Schräge Töne
Jazz- und Unterhaltungsmusik in der Kultur der Weimarer Republik
Cornelius Partsch
Die schrägen Töne, die nach dem ersten Weltkrieg erstmals von ungestümen Jazzbands und Radaukapellen in Deutschland vorgetragen werden, faszinierten die Zeitgenossen. Schnell durchdrang der Jazz die eingesessene deutsche Hochkultur: Er signalisierte Befreiung, Lockerung, Vielstimmigkeit, Moderne, Sinnlichkeit, Vitalität und eine zugleich bedrohliche und attraktive Andersartigkeit.
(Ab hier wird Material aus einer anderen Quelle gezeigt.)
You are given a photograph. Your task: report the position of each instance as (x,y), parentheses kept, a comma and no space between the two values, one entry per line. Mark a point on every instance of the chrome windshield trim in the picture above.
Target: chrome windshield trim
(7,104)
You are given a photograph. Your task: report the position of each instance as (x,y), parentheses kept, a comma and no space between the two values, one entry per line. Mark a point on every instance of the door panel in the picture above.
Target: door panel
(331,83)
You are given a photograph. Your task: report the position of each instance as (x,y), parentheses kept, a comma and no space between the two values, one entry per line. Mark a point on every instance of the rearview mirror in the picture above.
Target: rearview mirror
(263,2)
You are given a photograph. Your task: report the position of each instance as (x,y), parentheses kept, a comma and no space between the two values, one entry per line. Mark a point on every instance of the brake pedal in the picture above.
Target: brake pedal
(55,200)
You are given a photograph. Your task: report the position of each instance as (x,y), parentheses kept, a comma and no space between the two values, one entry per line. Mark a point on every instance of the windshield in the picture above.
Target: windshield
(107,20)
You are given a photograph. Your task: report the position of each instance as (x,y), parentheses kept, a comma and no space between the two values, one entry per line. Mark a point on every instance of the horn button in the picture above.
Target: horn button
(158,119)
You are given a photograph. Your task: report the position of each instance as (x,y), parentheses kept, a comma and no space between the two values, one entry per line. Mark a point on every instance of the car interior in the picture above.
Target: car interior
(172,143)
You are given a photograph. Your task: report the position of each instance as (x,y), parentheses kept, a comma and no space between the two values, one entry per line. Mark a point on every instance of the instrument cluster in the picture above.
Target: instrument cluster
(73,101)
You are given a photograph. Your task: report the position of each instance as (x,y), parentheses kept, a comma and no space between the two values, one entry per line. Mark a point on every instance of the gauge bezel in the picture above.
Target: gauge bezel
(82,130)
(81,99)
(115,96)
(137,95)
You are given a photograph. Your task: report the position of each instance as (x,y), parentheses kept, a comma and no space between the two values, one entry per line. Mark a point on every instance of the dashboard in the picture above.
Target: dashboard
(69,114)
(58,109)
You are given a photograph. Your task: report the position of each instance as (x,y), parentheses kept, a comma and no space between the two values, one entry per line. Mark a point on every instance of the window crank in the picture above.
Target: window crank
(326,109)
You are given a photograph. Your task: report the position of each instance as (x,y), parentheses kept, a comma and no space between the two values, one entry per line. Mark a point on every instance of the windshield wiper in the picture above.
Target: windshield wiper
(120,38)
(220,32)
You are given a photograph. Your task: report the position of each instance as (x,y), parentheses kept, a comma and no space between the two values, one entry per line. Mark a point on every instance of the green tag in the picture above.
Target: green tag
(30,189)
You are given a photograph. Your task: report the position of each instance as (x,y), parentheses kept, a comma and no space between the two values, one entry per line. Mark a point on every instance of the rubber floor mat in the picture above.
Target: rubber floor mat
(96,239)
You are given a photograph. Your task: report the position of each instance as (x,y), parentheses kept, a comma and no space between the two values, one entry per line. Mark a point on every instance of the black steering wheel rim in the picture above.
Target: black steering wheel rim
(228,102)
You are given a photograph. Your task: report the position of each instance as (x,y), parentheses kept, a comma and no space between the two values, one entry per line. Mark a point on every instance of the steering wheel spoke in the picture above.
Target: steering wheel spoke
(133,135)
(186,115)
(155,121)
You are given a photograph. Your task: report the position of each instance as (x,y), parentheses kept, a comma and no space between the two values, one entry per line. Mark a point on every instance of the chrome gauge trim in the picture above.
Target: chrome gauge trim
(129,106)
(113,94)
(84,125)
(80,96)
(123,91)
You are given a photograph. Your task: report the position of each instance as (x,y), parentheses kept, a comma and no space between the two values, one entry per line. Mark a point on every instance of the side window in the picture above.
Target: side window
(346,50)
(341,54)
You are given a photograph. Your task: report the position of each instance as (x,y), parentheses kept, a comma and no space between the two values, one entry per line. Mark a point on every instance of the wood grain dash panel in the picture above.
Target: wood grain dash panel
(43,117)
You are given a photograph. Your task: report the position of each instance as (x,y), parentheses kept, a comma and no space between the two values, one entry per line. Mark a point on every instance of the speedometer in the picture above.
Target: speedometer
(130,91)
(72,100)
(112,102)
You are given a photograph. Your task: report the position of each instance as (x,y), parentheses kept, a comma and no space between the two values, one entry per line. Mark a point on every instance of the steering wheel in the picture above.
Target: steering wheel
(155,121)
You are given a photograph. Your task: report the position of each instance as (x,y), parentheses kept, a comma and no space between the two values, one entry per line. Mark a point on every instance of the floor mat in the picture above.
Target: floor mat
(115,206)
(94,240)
Ebenso spielt er eine herausragende Rolle in den Debatten über die Auswirkungen der technischen Reproduzierbarkeit von Musik und über die Gefahren der modernen Massenkultur, die insbesondere in den kritischen Befunden Kracauers und Adornos als Faktoren faschistischer Denk- und Machtstrukturen problematisiert werden. Die vorliegende Arbeit beschäftigt sich mit den spezifischen narrativen Fassungen der Aspekte der Jazzmusik, wie etwa Synkopierung und Improvisation, die zur Artikulation der genannten außermusikalischen Zwecke in Dienst genommen werden. Sie unternimmt darüber hinaus eine Lektüre der verschiedenartigen Aneignung und Verwendung von Jazzelementen in der modernen Kunst, der avantgardistischen Antikunst, der neusachlichen Gebrauchskunst und der revolutionären Kampfmusik.